Mid-winter Ceremonies begin

As these ceremonies are sacred to our people, I will not be describing them or speaking of their contents or purpose.

Kaianerehserako:wa (guy-yan-nay-leh-say-la-go-wah) or the Great Law in it’s essence is a way of living to uphold peace.

This law was given to us — as many already know — by Tekanonwi:ta (day-ga-new-wee-dah), or the Peacemaker. With this law he also passed on to us our four sacred ceremonies; which are only performed during a certain position of the Big Dipper constellation (around the new year, mid-winter).

But, the Kaianerehserako:wa isn’t just a law that tells the Haudenosaunee to be good people. This law holds three core principles of Peace, Power and Righteousness to lead fulfilling and united lives as clans and nations. The principles are considered to be a triad that takes time and consistency to appease.

Peace is associated with balance. The balance of life, relationships, and decisions are what is believed to create inner peace. This peace is what helped the people to think outside of themselves, for the present and future. The idea of negotiation stems from this principle within our confederacy system.

Power is associated with unity. This is where the analogy of ‘one arrow breaks, but a bundle cannot’ comes from. This principle is to understand that the people are stronger when they think and act as one, and this is considered the strongest form of power. This also branches into the practice of putting the people before all within our confederacy system.

Righteousness is associated with gratitude. The belief that giving thanks will help things to continue follows in line with the Law of Attraction. But it also shows the understanding of the mind being used as a way to bring forth goodness and positivity. Hence, our thanksgiving address calls for all minds to unite to acknowledge the gifts of the earth, always ahead of ceremony. Our confederacy is meant to operate with the most positive or “good” minds possible.

Put the principles together and you get the heart of our ancestors way of thinking. The understanding of each principle was what maintained peace after terrible times of conflict and war, and they were also what built the foundation for our culture to thrive upon. You could say that this triad is something ahead of our time, even today.

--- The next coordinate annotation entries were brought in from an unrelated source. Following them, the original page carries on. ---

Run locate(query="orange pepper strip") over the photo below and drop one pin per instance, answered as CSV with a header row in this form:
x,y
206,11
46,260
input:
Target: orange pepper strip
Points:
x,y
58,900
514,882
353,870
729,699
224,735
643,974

It was after I learned these three principles that soon brought me to learning the core of our ceremonies.

Now, it has been scientifically proven that a thought emits a frequency, and that frequency can be measured in energy. So, when it was explained to me that our ceremonies are a way to bring our thoughts together to gather positive energy for the people and for aspects of the earth, it made sense.

Our practices at the core, are used to heal and to feel good. Our feasts, our songs, our dances, even our medicines all have the ability to correct a bad flow of energy.  So, it isn’t just a bunch of people wearing buckskin and dancing around a fire. There is an entire belief system behind our practices and many of them share similarities with other cultures. There is also a lot of symbolism behind each piece of a ceremony as well.

So, if at this time of year you hear of Sha’tekoserihen (sawt-day-goh-say-lee-heh) or the Mid-winter Ceremonies, understand that sacred and powerful ceremonies we nearly lost due to colonization and many other factors will be performed to welcome our new year.